Islam / Occident : ceux qui ont fait du lien

Mar / 11

Islam / Occident : ceux qui ont fait du lien

By / akim /

Islam / Occident
Ceux qui ont fait du lien

Abd el-Kader

Jamais entendu parler de l’émir Abd el-Kader ? Rien d’étonnant tant ce philosophe, reconnu au Maghreb comme fondateur de l’État algérien, reste dans l’histoire de France un personnage controversé et méconnu du grand public. Symbole de la résistance algérienne contre l’oppression coloniale, il lutte pendant quinze ans − de 1832 à 1847− contre les troupes françaises, les obligeant à signer divers traités de paix. Une paix vite rompue par de nouveaux combats qui contraindront l’émir à capituler devant la France, où il sera un temps emprisonné. Toutefois, cet adversaire – qui fut aussi un grand mystique musulman − n’en deviendra pas moins un ami loyal du pays. Et pour cause : en 1860, Abd el-Kader intervient pour protéger les chrétiens lors des massacres en Syrie, ce qui lui vaut d’être fait grand-croix de la Légion d’honneur par Napoléon III. Si le concours précieux apporté par l’émir à la France durant le Second Empire ne saurait être sous-estimé, certains nostalgiques des colonies refusent toujours de reconnaître son rôle pacificateur. Une figure emblématique des relations passionnelles entre la France et l’Algérie.
Charles Cohen

Amadou Hampâté Bâ

La grande œuvre d’Amadou Hampâté Bâ, c’est la préservation de la tradition orale africaine. Né en 1901 au Mali occupé par la France dès 1878, ce fils de chef peul suit à contrecœur la voie imposée et devient administrateur colonial indigène. Défendre ses semblables sans provoquer la colère de l’autorité coloniale : la tâche est rude. Sa vive habileté, son esprit de justice et sa connaissance des coutumes lui permettront de résoudre pacifiquement maints conflits. Musulman convaincu, il est accusé de prosélytisme par des prêtres, eux-mêmes aveuglés par leur mission de conversion au catholicisme. En 1942, Théodore Monod l’introduit à l’Institut Francophone d’Afrique Noire de Dakar. Hampâté Bâ y pratique l’ethnologie et l’histoire, suite logique de sa passion pour les témoignages oraux qu’il a, toute sa vie, traqués.

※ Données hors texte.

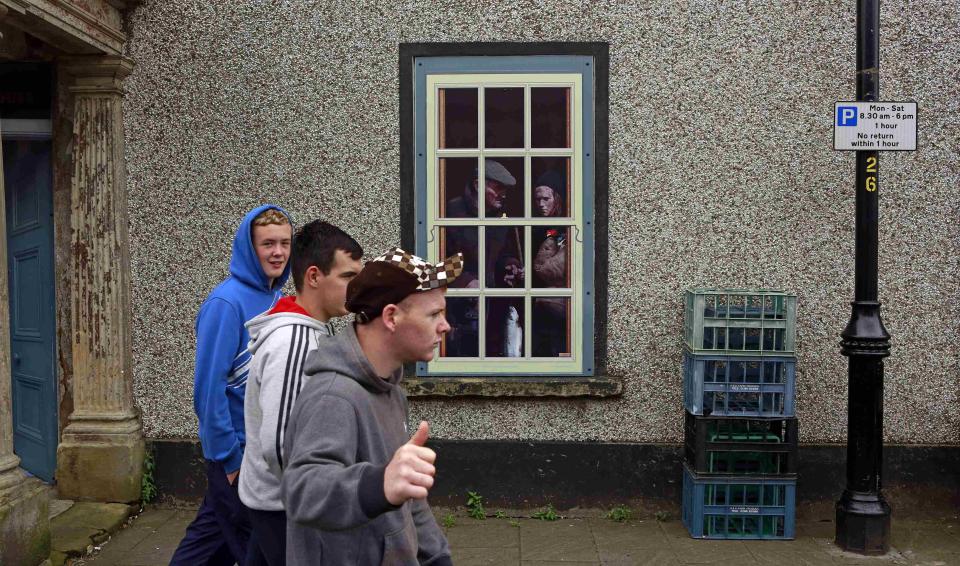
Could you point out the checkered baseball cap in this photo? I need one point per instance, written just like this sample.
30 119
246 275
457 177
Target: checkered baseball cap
395 275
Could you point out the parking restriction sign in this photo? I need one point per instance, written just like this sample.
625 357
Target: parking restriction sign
875 126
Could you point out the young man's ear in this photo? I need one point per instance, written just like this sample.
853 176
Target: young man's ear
312 276
389 316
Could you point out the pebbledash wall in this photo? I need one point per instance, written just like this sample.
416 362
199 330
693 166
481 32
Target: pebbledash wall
721 173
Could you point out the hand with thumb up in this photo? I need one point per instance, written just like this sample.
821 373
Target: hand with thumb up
409 475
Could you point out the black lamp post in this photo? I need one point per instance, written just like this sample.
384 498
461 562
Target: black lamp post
863 516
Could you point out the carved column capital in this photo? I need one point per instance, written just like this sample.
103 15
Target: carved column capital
97 74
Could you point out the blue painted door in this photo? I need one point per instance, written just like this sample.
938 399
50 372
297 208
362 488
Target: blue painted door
28 200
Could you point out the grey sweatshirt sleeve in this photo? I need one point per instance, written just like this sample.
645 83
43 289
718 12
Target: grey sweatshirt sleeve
323 486
281 378
433 547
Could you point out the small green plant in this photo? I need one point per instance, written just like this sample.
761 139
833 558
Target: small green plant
548 513
148 486
475 505
620 514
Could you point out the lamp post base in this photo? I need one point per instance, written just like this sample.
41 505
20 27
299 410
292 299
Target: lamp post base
863 523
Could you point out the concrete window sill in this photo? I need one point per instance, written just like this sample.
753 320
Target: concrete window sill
506 386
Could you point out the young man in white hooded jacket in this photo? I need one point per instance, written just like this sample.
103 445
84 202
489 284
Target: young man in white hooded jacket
324 259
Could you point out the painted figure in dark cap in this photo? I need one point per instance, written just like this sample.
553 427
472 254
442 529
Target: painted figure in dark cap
496 183
356 483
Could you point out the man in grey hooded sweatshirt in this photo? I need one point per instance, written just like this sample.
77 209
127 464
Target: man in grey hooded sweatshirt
324 260
356 482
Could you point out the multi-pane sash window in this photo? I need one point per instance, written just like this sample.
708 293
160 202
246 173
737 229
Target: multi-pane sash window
504 159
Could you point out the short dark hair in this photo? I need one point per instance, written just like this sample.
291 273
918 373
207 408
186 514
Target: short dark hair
316 244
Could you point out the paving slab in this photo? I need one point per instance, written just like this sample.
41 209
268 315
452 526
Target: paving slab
490 533
486 556
565 540
152 537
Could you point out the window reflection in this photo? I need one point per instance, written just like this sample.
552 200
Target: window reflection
503 112
551 327
458 118
550 117
458 197
505 327
550 191
504 261
463 339
462 239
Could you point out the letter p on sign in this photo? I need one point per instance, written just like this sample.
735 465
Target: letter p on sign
846 115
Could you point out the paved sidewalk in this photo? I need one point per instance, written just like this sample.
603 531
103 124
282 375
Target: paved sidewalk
151 538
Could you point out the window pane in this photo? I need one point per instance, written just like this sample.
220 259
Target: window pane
503 109
550 117
458 118
463 339
504 261
551 258
505 326
550 190
462 239
551 327
458 197
503 194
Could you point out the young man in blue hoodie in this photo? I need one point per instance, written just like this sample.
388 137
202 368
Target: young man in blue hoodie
258 269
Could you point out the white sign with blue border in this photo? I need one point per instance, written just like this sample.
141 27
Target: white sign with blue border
875 126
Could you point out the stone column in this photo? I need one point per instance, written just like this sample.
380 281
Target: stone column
100 456
24 501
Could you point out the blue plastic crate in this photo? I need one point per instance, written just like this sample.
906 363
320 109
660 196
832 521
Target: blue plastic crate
738 386
740 321
727 507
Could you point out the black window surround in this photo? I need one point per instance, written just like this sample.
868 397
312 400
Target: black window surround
601 384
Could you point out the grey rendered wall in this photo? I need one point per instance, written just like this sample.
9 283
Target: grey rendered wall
721 174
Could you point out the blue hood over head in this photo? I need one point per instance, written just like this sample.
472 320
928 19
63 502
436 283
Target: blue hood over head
244 264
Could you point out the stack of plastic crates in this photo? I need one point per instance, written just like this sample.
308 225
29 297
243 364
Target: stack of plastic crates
740 432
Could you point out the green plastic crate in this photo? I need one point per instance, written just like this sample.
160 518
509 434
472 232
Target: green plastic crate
747 322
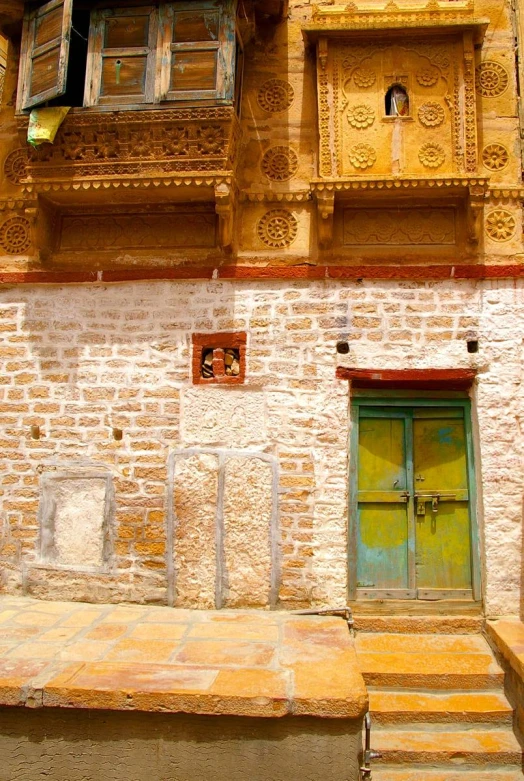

Son aura pousse le Mali à le nommer ambassadeur de l’Unesco en 1960 ; il y apporte ses dons de diplomate érudit et de conteur, forçant le respect des puissants. En 1966, des moyens sont enfin affectés à la sauvegarde des traditions orales, «archives historiques et scientifiques de la culture africaine». Quant à son œuvre d’écrivain, elle se perpétue au fil des années sur tous les continents. 

Mark Baugé

Eva de Vitray-Meyerovitch

Un destin des plus romanesque. Elle naît en 1909 à Boulogne-Billancourt dans une famille aisée. À vingt-deux ans, elle épouse Lazare Meyerovitch, d’origine juive, qui rejoindra les Forces françaises libres. Eva se lie avec les Joliot-Curie. Éprise de sciences humaines et de philosophie, elle est l’une des premières femmes à entrer au CNRS, à un poste de direction. Et la cause des femmes pour l’égalité, elle la défendra sans relâche, tout au long de sa vie. Eva de Vitray-Meyerovitch découvre l’islam dans les années 50. Une rencontre fulgurante, qui donnera naissance à une œuvre. Ayant appris le persan, elle traduit, notamment, les textes du poète Rûmi, référence du soufisme, la mystique musulmane. Son rayonnement est international. Elle est la première femme invitée à enseigner à la prestigieuse université islamique d’Al-Azhar au Caire. Eva de Vitray décède en 1999. Depuis 2008, «son corps repose à Konya (Turquie) à proximité du mausolée de Rûmî, qui fut à l’origine de l’ordre des derviches tourneurs»(1).
 Marc Cheb Sun

1. http://eva-de-vitray.blogspot.fr

« Vous voyez des faits qui sont religieux en apparence mais qui, en réalité, n’ont rien à voir avec l’essentiel de la religion. »

Eva de Vitray-Meyerovitch
Islam, l’autre visage, éditions Albin Michel.